Excerpted from former CNN and CNBC anchor Nicole Lapin’s new book “Boss Bitch: A Simple 12-Step Plan to Take Charge of Your Career,” out March 21.
It was Christmas Eve, and I was at the anchor desk for the evening newscast.
Believe it or not, I loved working holidays. I don’t have a family of my own, so I would always volunteer to go in on Thanksgiving or Christmas or New Year’s, when most of the bigger-deal people would want to take time off. By working those days, I got to fill in for the higher-profile jobs.
“Are you ready to swap out?” asked the anchor on after me, who didn’t even want to be there but got the short end of the time-off stick, as she was relieving me to do her show.
“Oh, yes, of course,” I said, looking uncomfortably at the mess I’d made of the laptop on the anchor desk. “Sorry. I got some cranberry sauce on the keys. I’ll get one of those wipe things to get it out.”
“It’s fine,” she said, clearly not happy to be there. “I have to log in and research a couple of things.”
“Of course. Let me sign out of my e-mail,” I said, X-ing out of my browser.
I was thinking, “Sor-ry, sister—just because we are working on a holiday doesn’t mean we shouldn’t eat like it’s one!” I took out my earpiece and went to the break room to finish up my plate o’ festive goodness.

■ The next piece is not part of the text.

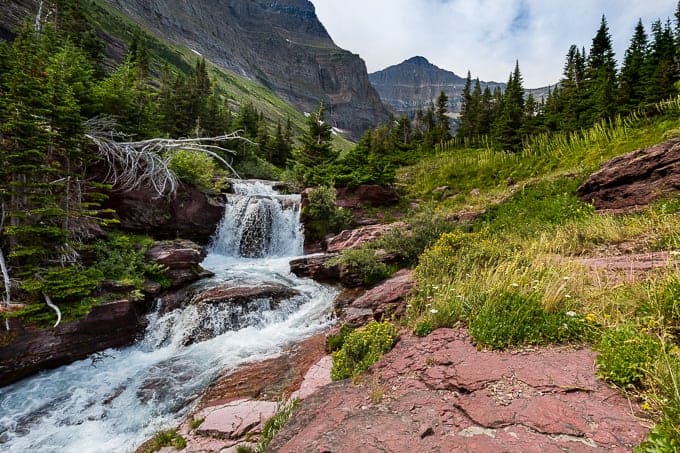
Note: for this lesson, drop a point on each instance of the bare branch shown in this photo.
(50, 304)
(133, 164)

After her show, she came over to my table. “I didn’t wipe off the keyboard,” she said snarkily, “but I did wipe out your search history. Enjoy your dinner,” she said as she turned to leave.
Those laptops you see behind the news desk on TV aren’t there for show; anchors use them to research stuff, look at scripts, or check important e-mails. I, however, was using it for something else, too. While I was on set, I researched, yes. I looked up scripts, yes. I looked at important e-mails, yes. I Googled myself, yes. I actually Googled myself…a bunch of times.

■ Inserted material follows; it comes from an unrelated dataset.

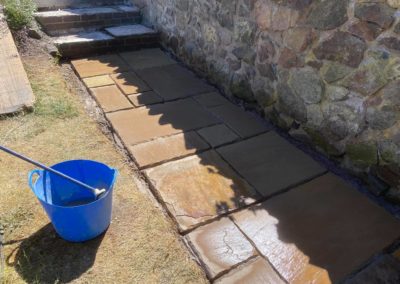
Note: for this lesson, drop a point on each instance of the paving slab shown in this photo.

I had never thought to clear my history so that no one else could look at what I was searching for online. And while a lot of things we search for online are embarrassing and likely not things you want to share with others, Googling yourself (multiple times at that) is probably one of the worst.
I was busted. And mortified. Surely she thought I was a total self-absorbed narcissist. But in fact it was the opposite. The truth is, I wasn’t the most self confident person when I started on air. And the more exposure I got, the more self-conscious I became. Googling myself became an obsession that I indulged any time I had Internet access. As my career on air grew, I got to a point where I Googled myself no fewer than five times per day.

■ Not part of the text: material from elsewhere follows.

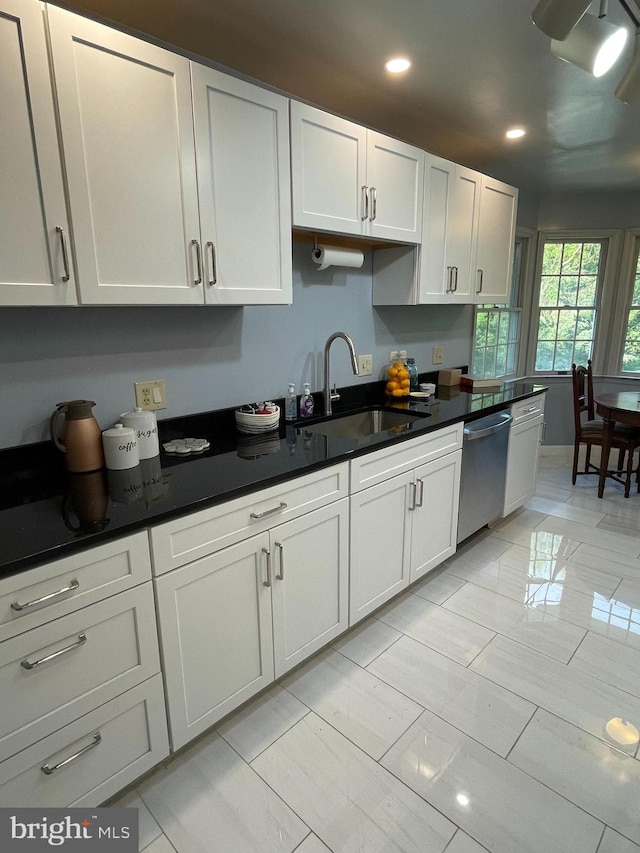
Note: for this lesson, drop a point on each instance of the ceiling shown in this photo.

This incident was a wake-up call. My searching had become obsessive, unhealthy, and now had resulted in embarrassing myself in front of a colleague I admired. It had to stop.
Monitoring your personal brand is one thing, but as I learned the hard way, it’s easy to take it way too far. The only thing I do now is have “Google Alerts” on my name. That way, I can see immediately when an article I wrote has come online so I can share it with my network. I never randomly Google myself anymore, so I don’t have to worry about having another embarrassing-search- history encounter. One of those was enough for me to avoid another potentially sticky situation at all costs.